Debenzergoline

Clinical data
- Other names: Propyldebenzergoline
- Drug class: Dopamine receptor agonist
- ATC code: None;

Identifiers
- IUPAC name trans-(±)-2,3,4,4a,5,7,9,9a-octahydro-1-propyl-1H-pyrrolo[3,4-g]quinoline;
- PubChem CID: 12902677;
- ChemSpider: 96353452;

Chemical and physical data
- Formula: C_{14}H_{22}N_{2}
- Molar mass: 218.344 g·mol^{−1}
- 3D model (JSmol): Interactive image;
- SMILES C1C2CC3=CN([H])C=C3C[C@@]2([H])N(CCC)CC1;
- InChI InChI=1S/C14H22N2/c1-2-5-16-6-3-4-11-7-12-9-15-10-13(12)8-14(11)16/h9-11,14-15H,2-8H2,1H3/t11?,14-/m1/s1; Key:QLJJALZPNURUSU-SBXXRYSUSA-N;

= Debenzergoline =

Debenzergoline, or propyldebenzergoline, is a dopamine receptor agonist and partial ergoline.
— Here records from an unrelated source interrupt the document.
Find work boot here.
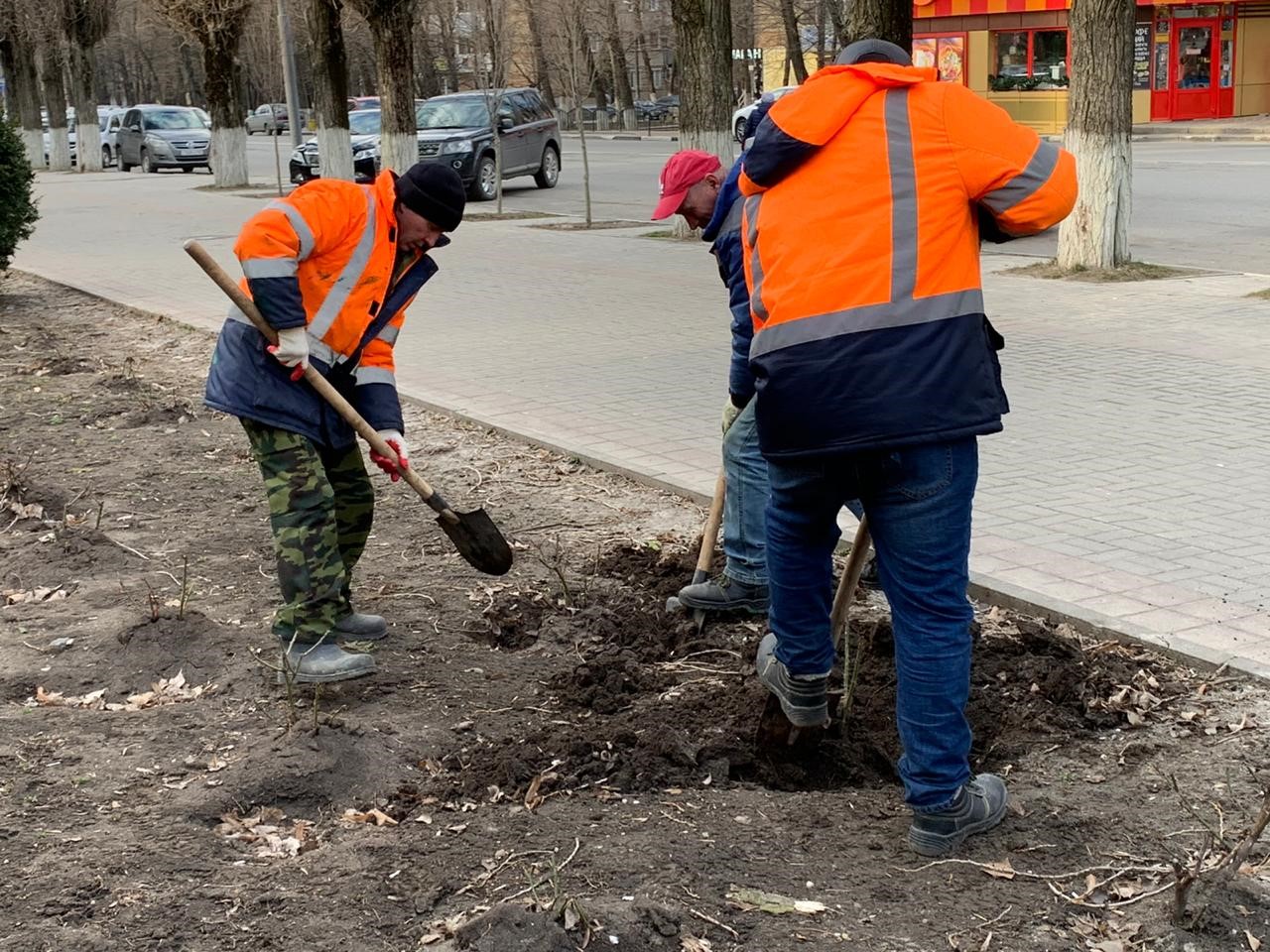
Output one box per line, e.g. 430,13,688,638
754,632,829,727
679,572,767,615
277,641,375,684
335,612,389,641
908,774,1010,857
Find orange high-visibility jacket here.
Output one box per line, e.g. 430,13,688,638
740,63,1076,457
207,172,448,445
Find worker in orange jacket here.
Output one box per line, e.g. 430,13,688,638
740,40,1076,856
205,163,464,683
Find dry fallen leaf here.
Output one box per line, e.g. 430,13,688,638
525,771,558,813
727,886,828,915
983,860,1015,880
341,807,398,826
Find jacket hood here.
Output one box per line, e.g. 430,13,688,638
740,62,936,195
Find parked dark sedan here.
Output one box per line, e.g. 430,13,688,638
290,109,382,184
119,105,212,172
418,89,560,202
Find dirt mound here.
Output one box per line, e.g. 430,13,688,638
595,542,705,602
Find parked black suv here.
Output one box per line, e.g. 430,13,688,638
417,89,560,202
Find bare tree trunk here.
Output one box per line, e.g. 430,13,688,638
525,0,557,112
63,0,114,172
634,0,657,99
416,23,442,99
203,31,250,187
838,0,913,50
825,0,847,50
604,0,635,112
781,0,808,82
305,0,353,181
1058,0,1134,268
40,35,71,172
0,22,45,169
577,112,593,228
352,0,419,173
671,0,734,165
816,0,826,69
71,44,104,172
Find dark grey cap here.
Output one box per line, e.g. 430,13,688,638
833,40,913,66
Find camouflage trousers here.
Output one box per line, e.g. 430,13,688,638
240,418,375,645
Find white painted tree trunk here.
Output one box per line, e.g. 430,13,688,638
1058,128,1133,271
22,130,49,169
318,126,353,181
49,126,71,172
380,132,419,174
212,126,250,187
1058,0,1135,269
75,118,103,172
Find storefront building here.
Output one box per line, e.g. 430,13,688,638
913,0,1270,132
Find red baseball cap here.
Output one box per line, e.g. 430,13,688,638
653,149,722,221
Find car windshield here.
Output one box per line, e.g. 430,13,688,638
144,109,203,130
348,109,380,136
416,96,489,130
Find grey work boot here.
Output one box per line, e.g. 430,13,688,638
908,774,1010,857
277,641,375,684
335,612,389,641
754,632,829,727
679,574,767,615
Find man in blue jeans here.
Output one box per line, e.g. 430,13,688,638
739,40,1076,856
653,130,770,615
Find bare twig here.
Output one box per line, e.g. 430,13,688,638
689,906,740,942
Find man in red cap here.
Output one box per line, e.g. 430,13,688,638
653,141,767,615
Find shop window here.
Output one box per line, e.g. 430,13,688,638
988,29,1071,91
913,33,965,85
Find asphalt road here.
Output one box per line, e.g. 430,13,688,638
239,136,1270,274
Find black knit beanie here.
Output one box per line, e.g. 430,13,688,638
396,163,467,231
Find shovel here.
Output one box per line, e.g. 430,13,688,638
185,240,512,575
666,470,727,636
754,517,872,750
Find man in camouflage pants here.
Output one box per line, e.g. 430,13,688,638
241,420,377,645
205,163,464,683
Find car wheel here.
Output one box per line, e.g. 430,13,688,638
534,146,560,187
467,155,498,202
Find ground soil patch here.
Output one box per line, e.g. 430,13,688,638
0,276,1270,952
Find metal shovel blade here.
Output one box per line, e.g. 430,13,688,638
754,690,842,756
437,509,512,575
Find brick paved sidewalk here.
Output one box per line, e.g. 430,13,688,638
15,176,1270,676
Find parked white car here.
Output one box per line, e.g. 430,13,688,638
731,86,798,142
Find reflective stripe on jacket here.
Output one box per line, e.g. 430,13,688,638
197,172,445,447
740,63,1076,457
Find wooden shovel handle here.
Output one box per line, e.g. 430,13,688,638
185,239,458,523
696,470,727,581
829,517,872,649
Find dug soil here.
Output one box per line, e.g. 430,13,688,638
0,276,1270,952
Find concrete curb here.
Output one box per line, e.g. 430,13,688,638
12,268,1270,680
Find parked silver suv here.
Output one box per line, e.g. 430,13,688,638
119,105,212,172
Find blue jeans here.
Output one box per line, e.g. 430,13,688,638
722,400,768,585
767,436,979,812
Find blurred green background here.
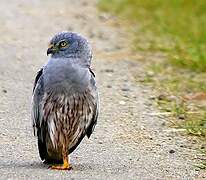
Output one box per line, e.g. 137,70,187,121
98,0,206,147
99,0,206,72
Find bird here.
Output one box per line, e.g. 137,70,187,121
31,31,99,170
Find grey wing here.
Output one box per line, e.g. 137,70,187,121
69,76,99,153
31,68,44,135
86,69,99,138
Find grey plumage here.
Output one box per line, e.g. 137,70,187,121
32,32,98,166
It is an analogue of ergoline in which the A ring of the ergoline ring system has been removed. The drug strongly inhibits prolactin secretion and produces antiparkinsonian effects in rodents. Debenzergoline was first described in the scientific literature by 1980.